I have a column "place" in my table which contains data about a place that looks like:
{ "id" : "94965b2c45386f87", "name" : "New York", "boundingBoxCoordinates" : [ [ { "longitude" : -79.76259, "latitude" : 40.477383 }, { "longitude" : -79.76259, "latitude" : 45.015851 }, { "longitude" : -71.777492, "latitude" : 45.015851 }, { "longitude" : -71.777492, "latitude" : 40.477383 } ] ], "countryCode" : "US", "fullName" : "New York, USA", "boundingBoxType" : "Polygon", "URL" : "https://api.twitter.com/1.1/geo/id/94965b2c45386f87.json", "accessLevel" : 0, "placeType" : "admin", "country" : "United States" }
From this, I want to extract the country name.
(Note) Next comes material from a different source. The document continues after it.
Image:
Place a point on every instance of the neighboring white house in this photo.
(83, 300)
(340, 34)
I have tried the following code:
loc <- t1$place
loc = gsub('"', '', loc)
loc = gsub(',', '', loc)
to clean up the string and now it looks like this:
"{ id : 00ed6f0947c230f4 name : Caloocan City boundingBoxCoordinates : [ [ { longitude : 120.9607709 latitude : 14.6344661 } { longitude : 120.9607709 latitude : 14.7873208 } { longitude : 121.1015117 latitude : 14.7873208 } { longitude : 121.1015117 latitude : 14.6344661 } ] ] countryCode : PH fullName : Caloocan City National Capital Region boundingBoxType : Polygon URL : https://api.twitter.com/1.1/geo/id/00ed6f0947c230f4.json accessLevel : 0 placeType : city country : Republika ng Pilipinas }"
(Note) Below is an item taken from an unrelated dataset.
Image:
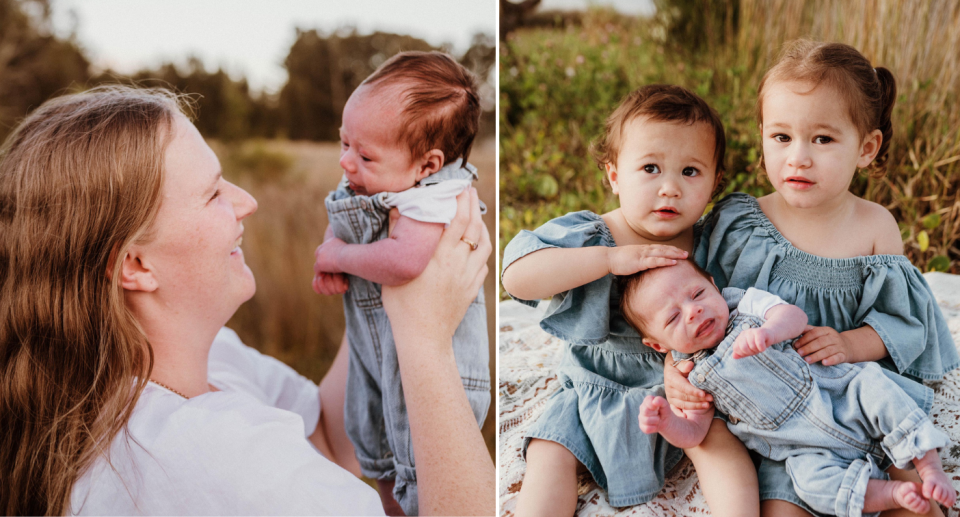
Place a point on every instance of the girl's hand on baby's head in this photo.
(823, 344)
(680, 393)
(630, 259)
Now to extract the country name, I want to use the word() function:
word(loc, n, sep=fixed(" : "))
where n in the position of the country name I still did not count. But this function gives the correct output when n=1 but gives an error for any other vaue of n:
Error in word[loc, "start"] : subscript out of bounds
Why is that happening? The loc variable certainly has more words with that separation. Or can someone suggest a better way of extracting the country name from that field?
EDIT: t1 is the dataframe that consists my entire table. Presently I am interested only in the place field of my table which has the information in the above mentioned format. Hence I am trying to load the place field into a separate variable called "loc" using the basic assignment instruction:
loc <- t1$place
In order to read it as a JSON, the place field needs to be delimited by single quotes which it is not originally. I have 2 millions rows in my table so I really can't manually add the delimiters.